Updated by Zheng Yan almost 4 years ago
joe h wrote:
while reviewing code,I think there is something wrong with the code as follows:
one cap is stored in two data structures when excute ceph_add_cap, which are cap rbtree and cap list in session; and when excute __ceph_remove_cap, first remove a cap from session list,then remove the cap from cap rbtree;
however, when excute __unregister_session,there is not any check or handle section of cap which ever belongs to its session;
so, if session has been unregistered, but those caps which belong to the session doesn't know the session has been unregistered, when excute __ceph_remove_cap, because there is not any check to judge the session is or not exist, Will a kernel panic(kernel NULL pointer dereference) happened ???
remove_session_caps() is always called for __unregister_session() case
Updated by joe h almost 4 years ago
thanks Zheng Yan. and I have another question, have you done this test(deleting the file When the memory is full)? Will a kernel panic(kernel NULL pointer dereference or soft lockup stuck for 22s!) happened ???
Updated by Jeff Layton over 3 years ago
I don't think there is much we can do with a kernel this old. Can you reproduce it on something newer?

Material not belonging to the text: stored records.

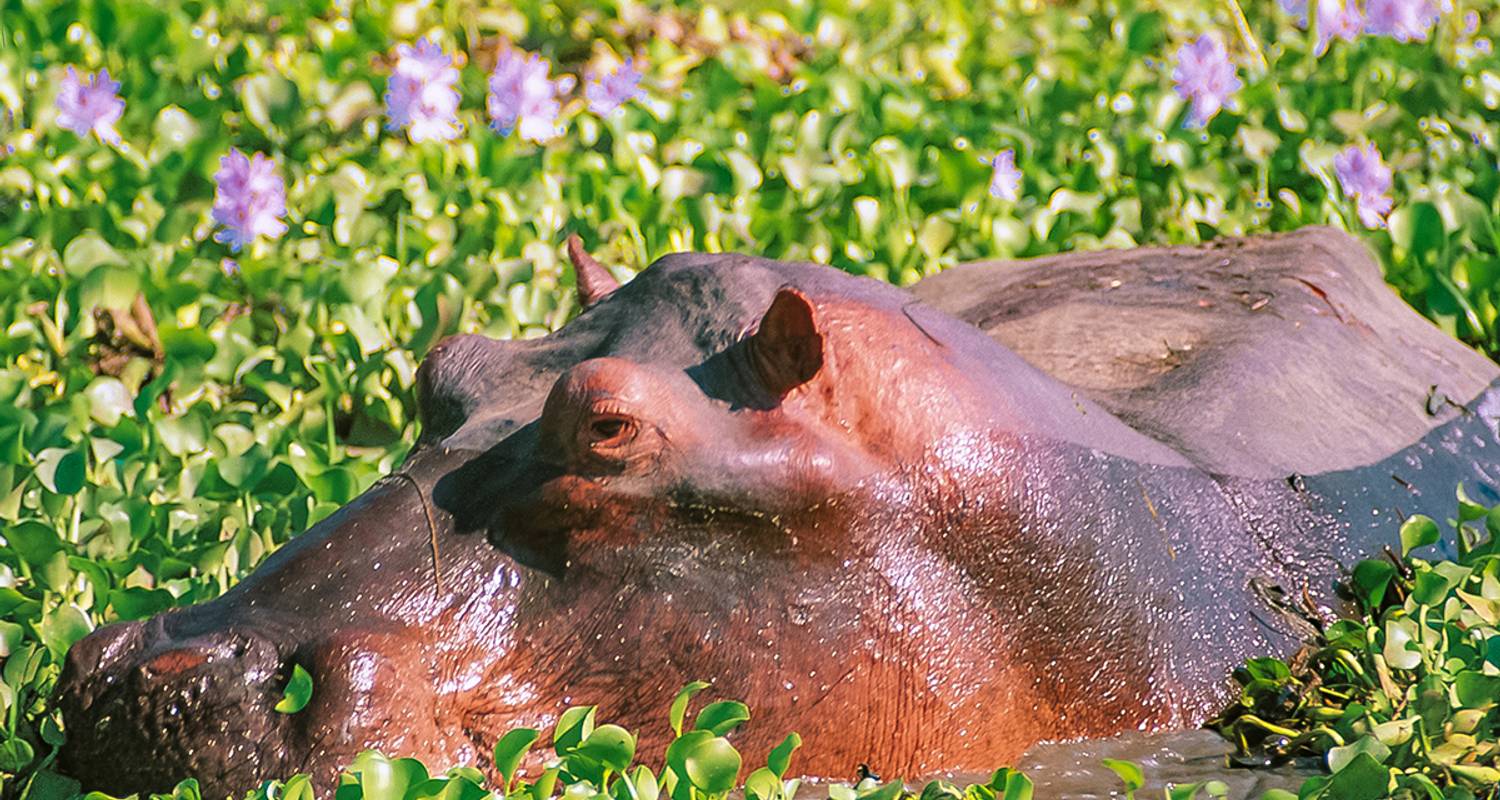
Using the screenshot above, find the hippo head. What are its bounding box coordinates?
[60,246,1221,795]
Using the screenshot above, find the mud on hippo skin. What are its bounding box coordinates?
[60,228,1500,795]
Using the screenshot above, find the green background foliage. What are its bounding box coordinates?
[1217,489,1500,800]
[0,0,1500,777]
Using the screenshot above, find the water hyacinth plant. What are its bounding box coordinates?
[1218,488,1500,800]
[57,66,125,144]
[73,681,1032,800]
[386,39,461,143]
[0,0,1500,797]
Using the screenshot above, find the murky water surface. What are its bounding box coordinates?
[1020,731,1319,800]
[797,731,1320,800]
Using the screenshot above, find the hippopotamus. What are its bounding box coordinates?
[59,228,1500,797]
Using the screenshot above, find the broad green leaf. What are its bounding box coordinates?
[765,732,803,779]
[1401,513,1440,555]
[276,663,312,714]
[683,735,740,794]
[1328,735,1391,773]
[668,680,708,735]
[552,705,599,755]
[693,699,750,735]
[36,447,87,494]
[1382,617,1422,669]
[495,728,542,785]
[1328,753,1391,800]
[573,725,636,773]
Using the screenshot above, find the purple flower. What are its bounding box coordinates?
[990,149,1022,203]
[488,48,573,143]
[1313,0,1365,56]
[213,147,287,252]
[1334,143,1392,228]
[386,38,461,141]
[1172,33,1244,128]
[584,59,642,117]
[1365,0,1440,42]
[57,66,125,144]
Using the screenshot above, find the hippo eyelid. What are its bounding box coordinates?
[588,414,636,446]
[584,402,641,450]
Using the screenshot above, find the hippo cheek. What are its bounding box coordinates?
[59,623,287,794]
[290,629,479,789]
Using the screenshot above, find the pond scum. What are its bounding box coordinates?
[0,0,1500,800]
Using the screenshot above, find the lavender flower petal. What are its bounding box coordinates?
[990,149,1022,203]
[386,39,462,143]
[213,149,287,252]
[1172,33,1244,128]
[57,66,125,144]
[1334,143,1394,228]
[486,48,573,143]
[584,59,642,117]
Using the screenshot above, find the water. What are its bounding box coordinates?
[795,729,1322,800]
[1014,729,1320,800]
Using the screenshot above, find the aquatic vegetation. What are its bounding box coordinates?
[76,681,1032,800]
[0,0,1500,800]
[1217,489,1500,798]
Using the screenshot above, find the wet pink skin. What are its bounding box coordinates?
[60,240,1500,795]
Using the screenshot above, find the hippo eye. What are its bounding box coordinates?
[588,413,636,449]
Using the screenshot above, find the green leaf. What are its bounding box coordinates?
[36,447,87,494]
[1391,201,1448,258]
[693,699,750,735]
[668,680,708,735]
[0,737,36,774]
[552,705,599,755]
[63,231,125,278]
[1350,558,1397,608]
[108,587,177,620]
[1382,617,1422,669]
[21,765,83,800]
[350,750,428,800]
[42,603,93,662]
[1328,753,1391,800]
[1328,735,1391,773]
[746,767,782,800]
[78,267,141,309]
[683,735,740,794]
[276,663,312,714]
[573,725,636,773]
[1401,513,1442,557]
[1454,669,1500,708]
[495,728,542,786]
[1100,758,1146,795]
[765,732,803,779]
[626,765,662,800]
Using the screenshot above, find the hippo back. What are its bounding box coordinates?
[912,228,1500,477]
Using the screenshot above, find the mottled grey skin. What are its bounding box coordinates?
[60,231,1500,795]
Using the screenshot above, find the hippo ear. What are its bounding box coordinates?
[567,233,620,308]
[750,287,824,398]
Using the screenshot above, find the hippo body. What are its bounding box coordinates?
[60,231,1500,795]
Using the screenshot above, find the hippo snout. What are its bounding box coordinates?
[59,618,291,794]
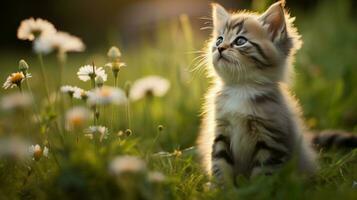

Updated by joe h over 3 years ago
Jeff Layton wrote:
I don't think there is much we can do with a kernel this old. Can you reproduce it on something newer?
not yet recently.
Updated by Jeff Layton over 2 years ago
It looks like this probably fell down in the list_add_tail call in __ceph_queue_cap_release, so most likely the session_caps list_head in there was bogus. The locking looks fine AFAICT, we generally have the correct spinlock when changing non-private lists.
One interesting thing: A couple of places that remove caps from the lists do it via list_del, and others use list_del_init. Is it possible for the refcount on those caps to go high again and have them double-removed from the list? If so, that might corrupt it.
Some of that depends on the cap object lifecycle, and it's not completely clear to me. It may be best to go ahead and turn those into list_del_init() calls just to ensure that that doesn't happen.